On Monday night, I tuned in the news to hear details of President-Elect Biden’s economic recovery plan. Given the announcement of Moderna’s apparently effective virus vaccine, Monday was a day to celebrate. Moderna’s vaccine, added to the previously announced one from Pfizer, is a light at the end of the tunnel. With a strong economic recovery plan, this country might have a solid 2021.
Instead of details on the Biden plan, news outlets offered only more election news. Isn’t the 2020 election supposed to be over?
I still expect the new administration to get off to a strong start in addressing the crisis, but based on what I saw on TV Monday evening, caution is required.
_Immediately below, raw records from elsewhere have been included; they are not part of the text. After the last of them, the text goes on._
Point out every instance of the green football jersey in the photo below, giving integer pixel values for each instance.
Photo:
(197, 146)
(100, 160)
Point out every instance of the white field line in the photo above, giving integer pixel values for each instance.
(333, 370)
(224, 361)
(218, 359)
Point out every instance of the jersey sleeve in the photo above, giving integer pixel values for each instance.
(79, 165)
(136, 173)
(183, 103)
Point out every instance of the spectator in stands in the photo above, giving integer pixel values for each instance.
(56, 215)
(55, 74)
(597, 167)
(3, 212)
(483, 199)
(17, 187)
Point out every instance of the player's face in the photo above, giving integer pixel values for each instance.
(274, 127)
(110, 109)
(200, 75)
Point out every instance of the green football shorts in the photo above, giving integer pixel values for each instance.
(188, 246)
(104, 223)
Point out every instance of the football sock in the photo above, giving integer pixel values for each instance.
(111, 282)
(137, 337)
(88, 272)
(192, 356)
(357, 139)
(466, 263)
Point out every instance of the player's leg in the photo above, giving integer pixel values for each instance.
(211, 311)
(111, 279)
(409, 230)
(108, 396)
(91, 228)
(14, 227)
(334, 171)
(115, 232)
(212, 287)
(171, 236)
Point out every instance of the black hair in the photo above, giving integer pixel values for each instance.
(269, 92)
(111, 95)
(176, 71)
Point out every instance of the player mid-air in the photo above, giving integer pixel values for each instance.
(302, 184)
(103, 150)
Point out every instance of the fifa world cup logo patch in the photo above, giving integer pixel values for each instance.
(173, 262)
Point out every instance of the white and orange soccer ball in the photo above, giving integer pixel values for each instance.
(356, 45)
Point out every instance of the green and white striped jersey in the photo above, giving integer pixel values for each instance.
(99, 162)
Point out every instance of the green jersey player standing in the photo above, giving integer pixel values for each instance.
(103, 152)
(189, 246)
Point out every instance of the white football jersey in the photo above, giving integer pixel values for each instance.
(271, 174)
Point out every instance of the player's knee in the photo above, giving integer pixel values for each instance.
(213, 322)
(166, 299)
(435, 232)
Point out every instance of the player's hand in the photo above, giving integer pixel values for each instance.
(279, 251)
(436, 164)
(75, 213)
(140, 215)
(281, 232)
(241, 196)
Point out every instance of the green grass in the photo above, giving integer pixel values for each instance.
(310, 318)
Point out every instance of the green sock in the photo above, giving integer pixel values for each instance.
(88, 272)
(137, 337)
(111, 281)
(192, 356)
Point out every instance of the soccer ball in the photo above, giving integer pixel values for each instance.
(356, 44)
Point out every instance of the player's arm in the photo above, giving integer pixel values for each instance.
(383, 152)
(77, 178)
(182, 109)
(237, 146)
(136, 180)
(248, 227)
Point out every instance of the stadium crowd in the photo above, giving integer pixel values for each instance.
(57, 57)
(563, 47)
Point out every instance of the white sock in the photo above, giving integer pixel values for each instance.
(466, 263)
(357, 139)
All I heard about on Monday night was more outrage over President Trump’s failure to concede, conflicting allegations relating to the pending Georgia recount of votes, and forceful condemnation of Trump for delaying the transition. I also learned that the Wisconsin recount alone is estimated to cost $7.9 million and that millions of dollars are being spent in the two Georgia special elections scheduled for January 5.
Donald Trump is single-handedly undermining the Presidential transition. Will this result in hundreds of thousands of more people dying? Only time will tell. Is it responsible for President Trump to take the risk that it won’t? No.
What I am seeing is wasted time. The country is in a serious crisis—one getting worse every day. Cities are reimposing shutdowns. Schools are closing. More small businesses are realizing that they won’t survive another six months. Emergency room mental health admissions are spiking.
Is President Trump wrong to refuse to concede the election? Call me a radical, congenital Trump hater, but yes. Look at the current electoral vote count. Look at the popular vote. Then ask yourself whether you expect the election results as currently called by major networks, including Fox, to be reversed by having hundreds of thousands of votes thrown out.
It is depressing that the Biden transition cannot proceed with the full cooperation of the outgoing administration. Given that the nation is in a battle for its future, it is disgusting—or treasonous—for the outgoing administration not to give their full cooperation and support to making sure that the war on the coronavirus can be fought without an artificial handicap.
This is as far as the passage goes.